A FIERCE GALE howled out of the east from over a dark Irish Sea. As he approached the upper slopes of Slieve Commedagh, Johnny Cousins, one of the stonemen, crawled on his hands and knees to avoid being blown off his feet. Clutching a lantern in one hand, he was in danger of being late for the 8am start. He felt thankful to finally reach a small pyramidal shelter he and his workmates had built near the summit. There he could take temporary respite from the elements before starting work. It was no day to be up in the mountains. But then again, he didn’t have much choice: his livelihood depended on it.
It was no day to be up in the mountains. But then again, he didn’t have much choice: his livelihood depended on it.
Forming a compact cluster of peaks in the southeast corner of County Down in Northern Ireland, no-one knew the Mourne mountains better than Johnny and the other stonemen. For 18 years, from 1904 to 1922, they marched up daily between April and October from the surrounding lowland farms. Their mission: to build a great drystone wall made of granite, some eight feet high in places, to demarcate the boundary of the Belfast Water Commission, the central valley within its catchment to be flooded by two reservoirs to supply water to the expanding city.
One historian denounced the building of the wall as a nonsensical folly serving no real purpose. But folly it was not for the stonemen who painstakingly laid its 22-mile length. And nor is it a casual undertaking for today’s hillwalkers who trace its roughly circular route as it slavishly follows the watershed of the High Mournes over peak, trough, and blanket bog. Indeed, many rank it as one of Ireland’s finest mountain walks.

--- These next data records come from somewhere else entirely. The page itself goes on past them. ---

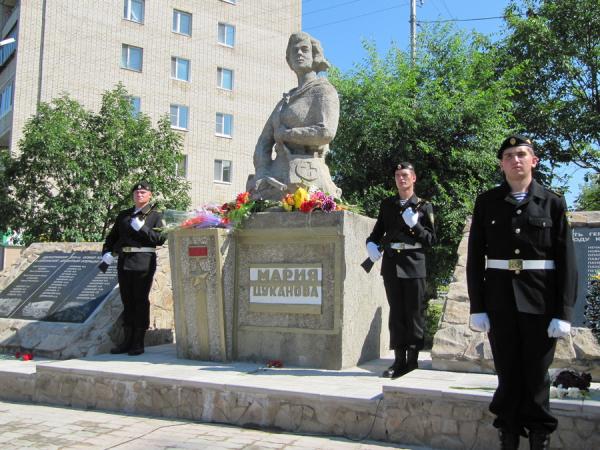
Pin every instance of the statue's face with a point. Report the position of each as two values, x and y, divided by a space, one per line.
301 56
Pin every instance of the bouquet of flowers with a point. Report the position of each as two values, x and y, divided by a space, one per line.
228 215
310 200
568 383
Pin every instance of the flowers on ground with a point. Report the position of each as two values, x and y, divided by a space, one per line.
309 201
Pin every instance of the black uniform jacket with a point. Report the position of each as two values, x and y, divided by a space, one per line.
536 228
123 235
390 227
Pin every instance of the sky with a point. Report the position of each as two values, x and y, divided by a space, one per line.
342 26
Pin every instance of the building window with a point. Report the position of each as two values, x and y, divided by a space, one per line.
224 125
225 78
6 51
226 34
179 117
180 69
134 10
181 167
131 57
182 22
136 106
222 171
6 99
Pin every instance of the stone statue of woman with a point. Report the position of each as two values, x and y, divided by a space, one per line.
299 130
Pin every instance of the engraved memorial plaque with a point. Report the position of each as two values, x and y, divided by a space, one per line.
58 287
587 256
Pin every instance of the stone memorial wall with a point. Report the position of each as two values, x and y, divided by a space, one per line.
55 302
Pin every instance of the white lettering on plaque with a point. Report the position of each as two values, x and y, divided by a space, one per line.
286 285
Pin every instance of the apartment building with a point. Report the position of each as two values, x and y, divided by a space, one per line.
216 67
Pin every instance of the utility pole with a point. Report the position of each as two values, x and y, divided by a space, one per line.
413 31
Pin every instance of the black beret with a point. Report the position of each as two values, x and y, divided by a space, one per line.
403 165
514 140
141 185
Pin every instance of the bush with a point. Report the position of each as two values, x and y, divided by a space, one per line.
432 320
592 307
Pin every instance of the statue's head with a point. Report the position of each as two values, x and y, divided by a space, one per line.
319 63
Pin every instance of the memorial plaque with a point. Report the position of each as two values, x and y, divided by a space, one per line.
587 255
58 287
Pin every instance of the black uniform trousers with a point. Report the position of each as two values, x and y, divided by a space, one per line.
135 294
406 297
522 354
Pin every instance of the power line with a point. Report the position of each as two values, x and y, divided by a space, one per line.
356 17
462 20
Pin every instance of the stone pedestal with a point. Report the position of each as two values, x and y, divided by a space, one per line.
197 272
292 290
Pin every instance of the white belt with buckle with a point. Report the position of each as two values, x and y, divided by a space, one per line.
404 246
138 250
521 264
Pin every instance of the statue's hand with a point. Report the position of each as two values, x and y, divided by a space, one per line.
280 134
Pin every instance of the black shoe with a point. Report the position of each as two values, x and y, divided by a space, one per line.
125 345
137 345
397 369
508 439
412 360
539 440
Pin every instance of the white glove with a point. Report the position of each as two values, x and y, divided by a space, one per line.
108 258
410 217
373 251
137 223
558 328
480 322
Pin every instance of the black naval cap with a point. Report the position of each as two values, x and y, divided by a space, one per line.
141 185
403 165
514 140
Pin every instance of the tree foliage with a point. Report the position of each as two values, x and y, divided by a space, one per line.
555 47
447 114
75 168
589 199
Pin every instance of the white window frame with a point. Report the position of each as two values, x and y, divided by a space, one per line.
220 128
128 10
225 27
136 104
218 166
181 167
177 13
6 99
179 108
175 75
126 59
220 78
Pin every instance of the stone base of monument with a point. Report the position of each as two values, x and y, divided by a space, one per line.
56 304
457 347
285 287
427 408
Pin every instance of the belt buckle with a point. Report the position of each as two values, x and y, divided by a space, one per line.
515 264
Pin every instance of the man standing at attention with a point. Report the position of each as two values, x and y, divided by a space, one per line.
404 228
134 239
523 296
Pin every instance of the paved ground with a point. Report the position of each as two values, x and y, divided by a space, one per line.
46 427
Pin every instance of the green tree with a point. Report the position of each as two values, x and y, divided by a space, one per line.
447 114
75 168
555 44
589 199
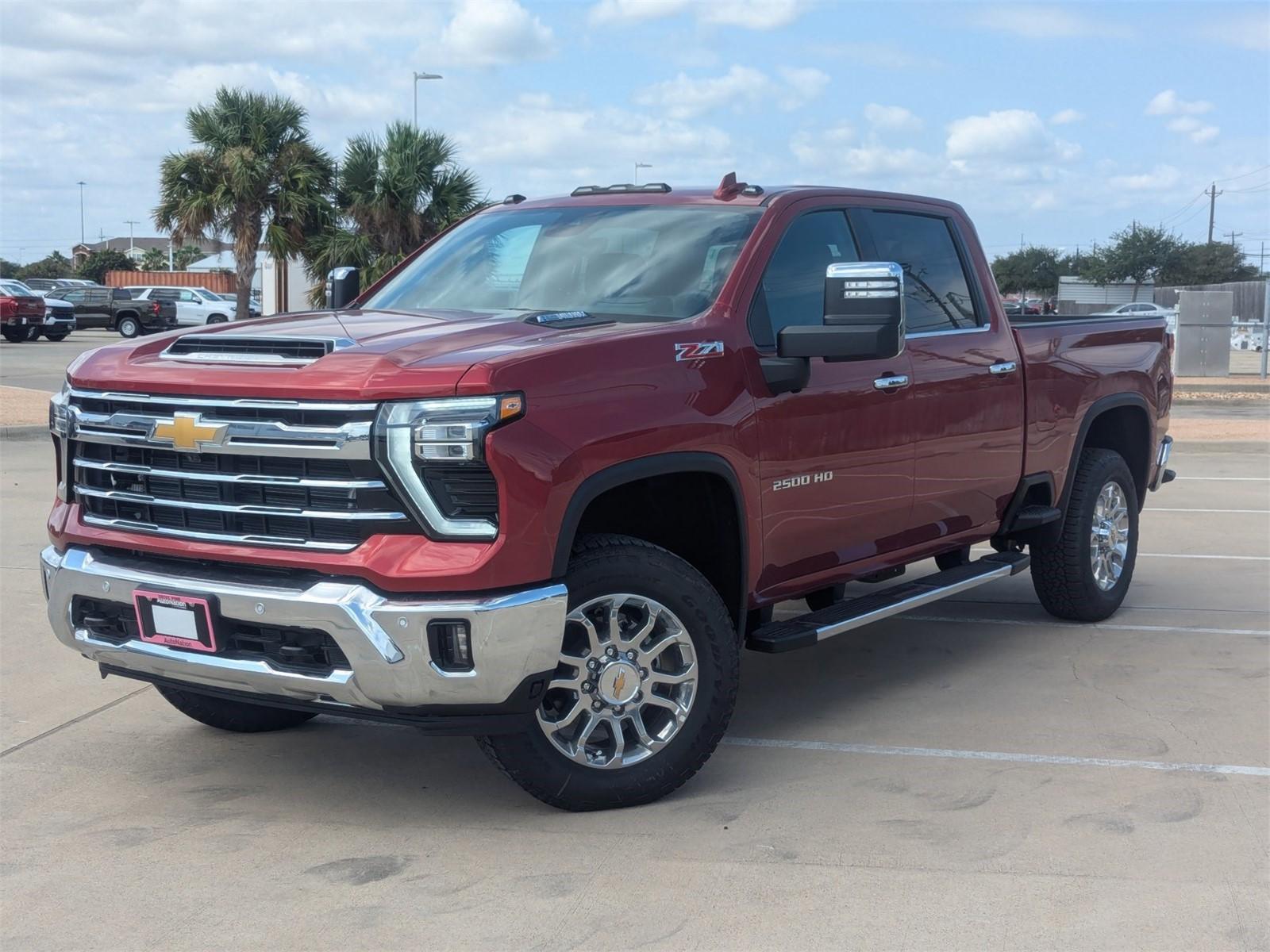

While the standard route is to start at the Silent Valley reservoir and proceed clockwise (some prefer to go anti-clockwise to avoid leaving till last a tiring ascent of Slieve Binnian), without a car I set off from the more easily accessible seaside town of Newcastle to the north. Fortified by a greasy fry for breakfast, my way up to the wall would add over an additional half-a-kilometre of ascent to the reckoning to make a total of around 3,200 metres, or more than 10,000 feet – a task I set myself over a weekend in mid-May with an overnight wild camp.